Let's say you start with the following mock DataFrame:
In [21]: df = pd.DataFrame(
...: {
...: 'appln_id': range(10),
...: 'cpc_class_symbol': [
...: ['ABC', 'DEF', 'Y02_foo'],
...: ['Y02_bar', 'ABC', 'DEF', 'XYZ'],
...: ['ABC'],
...: ['XYZ'],
...: [],
...: ['Y02'],
...: ['ABC', 'Y02_foo'],
...: ['ABC', 'XYZ'],
...: ['ABC', 'DEF', 'XYZ'],
...: ['Y02_foo', 'XYZ'],
...: ],
...: },
...: )
In [22]: df
Out[22]:
appln_id cpc_class_symbol
0 0 [ABC, DEF, Y02_foo]
1 1 [Y02_bar, ABC, DEF, XYZ]
2 2 [ABC]
3 3 [XYZ]
4 4 []
5 5 [Y02]
6 6 [ABC, Y02_foo]
7 7 [ABC, XYZ]
8 8 [ABC, DEF, XYZ]
9 9 [Y02_foo, XYZ]
If you use df['cpc_class_symbol'].explode() you will end up with a Series where each list item is in a separate row:
In [23]: df['cpc_class_symbol'].explode()
Out[23]:
0 ABC
0 DEF
0 Y02_foo
1 Y02_bar
1 ABC
1 DEF
1 XYZ
2 ABC
3 XYZ
4 NaN
5 Y02
6 ABC
6 Y02_foo
7 ABC
7 XYZ
8 ABC
8 DEF
8 XYZ
9 Y02_foo
9 XYZ
Name: cpc_class_symbol, dtype: object
The index of the Series shows the original row labels. Now, you can use the str accessor of the Series to check whether it startswith a certain string or not.

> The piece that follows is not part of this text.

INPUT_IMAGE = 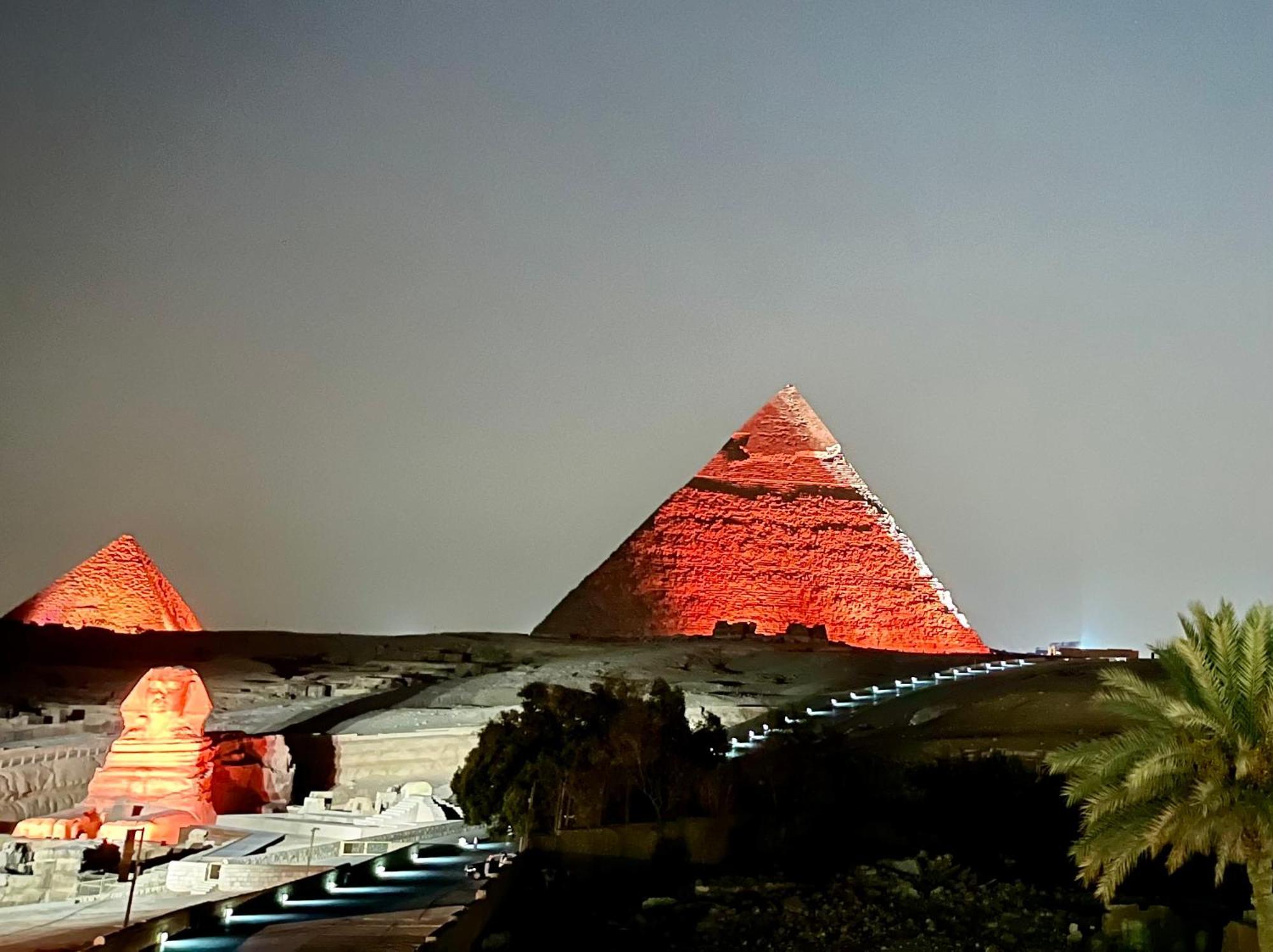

In [24]: df['cpc_class_symbol'].explode().str.startswith('Y02')
Out[24]:
0 False
0 False
0 True
1 True
1 False
1 False
1 False
2 False
3 False
4 NaN
5 True
6 False
6 True
7 False
7 False
8 False
8 False
8 False
9 True
9 False
Name: cpc_class_symbol, dtype: object
What you want to do is to group this Series by the index and check whether any of the items for the corresponding index is True. You can do that with Series.groupby:
In [25]: df['cpc_class_symbol'].explode().str.startswith('Y02').groupby(level=0).any().astype('int')
Out[25]:
0 1
1 1
2 0
3 0
4 0
5 1
6 1
7 0
8 0
9 1
Name: cpc_class_symbol, dtype: int64
Here, groupby(level=0) refers to the first level of the index (in your case you only have one level so it basically means group by the index). You can assign this back to the DataFrame with
df['Y02_bin'] = df['cpc_class_symbol'].explode().str.startswith('Y02').groupby(level=0).any().astype('int')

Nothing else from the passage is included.